Arrested Development
Sultan home building plan on hold
by POLLY KEARY, EDITOR
There is a frozen-in-time feeling to Timber Ridge,
a housing development on Sultan Basin Road.
There are a handful of beautiful homes with
well-manicured landscaping, but no cars in the
driveways. There is a new red swing set in a
playground, but no children play. There are
mailboxes on empty sidewalks, clover growing
up around red fire hydrants near numbered
empty lots. Yet these streets, these blank
cul-de-sacs, were supposed to be a thriving
community of 86 homes by the end of 2006.
And that was just one of many housing
developments that had been given preliminary
plat approval at the end of 2005; in all, about 900
homes were slated to be built by the end of this year.
Of those, less than 150 were built. Then, a slowing housing market and a looming mortgage crisis put the brakes on development that to some seemed like a runaway train.
"They all came in in 2005," said Sultan City Administrator Deb Knight, gazing at a color-coded map dated 2005 that looks like a patch work quilt reflecting all the development that was supposed to come. "That was a little scary for Sultan."
In fact, it threw Sultan's planning community into a tailspin. Sultan was trying to update its comprehensive plan; some wanted the town to grow as much as possible to encourage economic growth, others feared Sultan couldn't handle it or would change too much.
The city's sewer system needed to expand. There would need to be more parks, more cops, more school capacity, more streets. The city scrambled to keep up with an onslaught of developers appearing for building permits and preliminary plat approval. Because regardless of the concerns of those who thought Sultan wasn't ready, the city had no choice but allow all comers with legal development plans to build.
"Under the Growth Management Act, we have no choice," said Knight. "We have to accommodate. If you have a city and you have a comp plan, you have to be ready for people to come."And there were plenty of people who were ready for people to come.
"Your classic theory is that retail follows rooftops," said Knight. "There's a theoretical tipping point. Fred Meyer didn't come to Monroe unti lthe Fryelands was built."
And new revenues follow retail. For a town that has long existed primarily on property tax, some sales tax income would be welcome.
Sometimes the tension between those in favor of growth and those concerned that Sultan wasn't ready grew nearly explosive; the entire planning commission was disbanded by the council after two commissioners repeatedly and successfully launched legal challenges against the city for failing to create adequate planning documents.

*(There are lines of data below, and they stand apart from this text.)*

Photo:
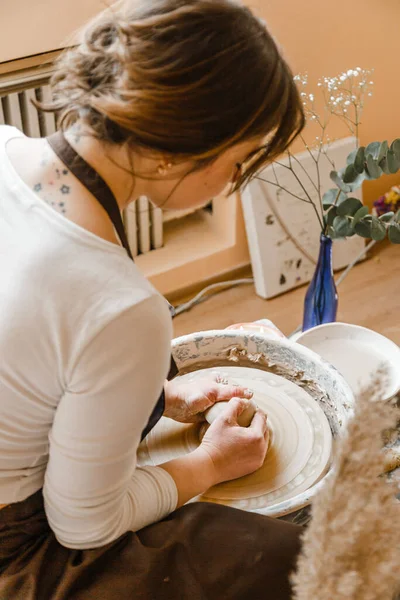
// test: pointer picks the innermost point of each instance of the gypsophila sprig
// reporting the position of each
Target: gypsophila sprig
(340, 215)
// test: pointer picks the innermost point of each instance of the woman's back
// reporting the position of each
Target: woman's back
(60, 286)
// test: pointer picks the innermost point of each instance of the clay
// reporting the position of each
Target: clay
(300, 441)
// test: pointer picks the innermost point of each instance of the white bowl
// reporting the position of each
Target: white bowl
(288, 359)
(357, 353)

But ultimately, the housing market rendered many city arguments moot. Hammer, one development company with 75 homes planned, went bankrupt., Knight said. Some developers simply fell silent. Others have asked for extensions, including Vodnick, AJ's, and the trustee handling the Hammer bankruptcy. And some scaled back or slowed down on their plans. Steen Park is slowly building out 18 lots, selling the homes as it goes.
The developer handling 108 homes at Greens and another 48 at Skoglund has preliminary plat approval and still plans to build.Timber Ridge is still slated for completion, too, but at a slower pace. Ultimately, it seems, those urging caution and those eager for growth may both get their way.
The city finally took the only legal road to saying "no" to development, declaring a moratorium on development for the next five months as it finishes producing a comprehensive plan that will satisfy the state. And then, perhaps, the rest of the homes will come to Timber Ridge and its neighboring developments, putting houses behind the mailboxes and cars in the empty drives.
Because by then, Sultan may be ready.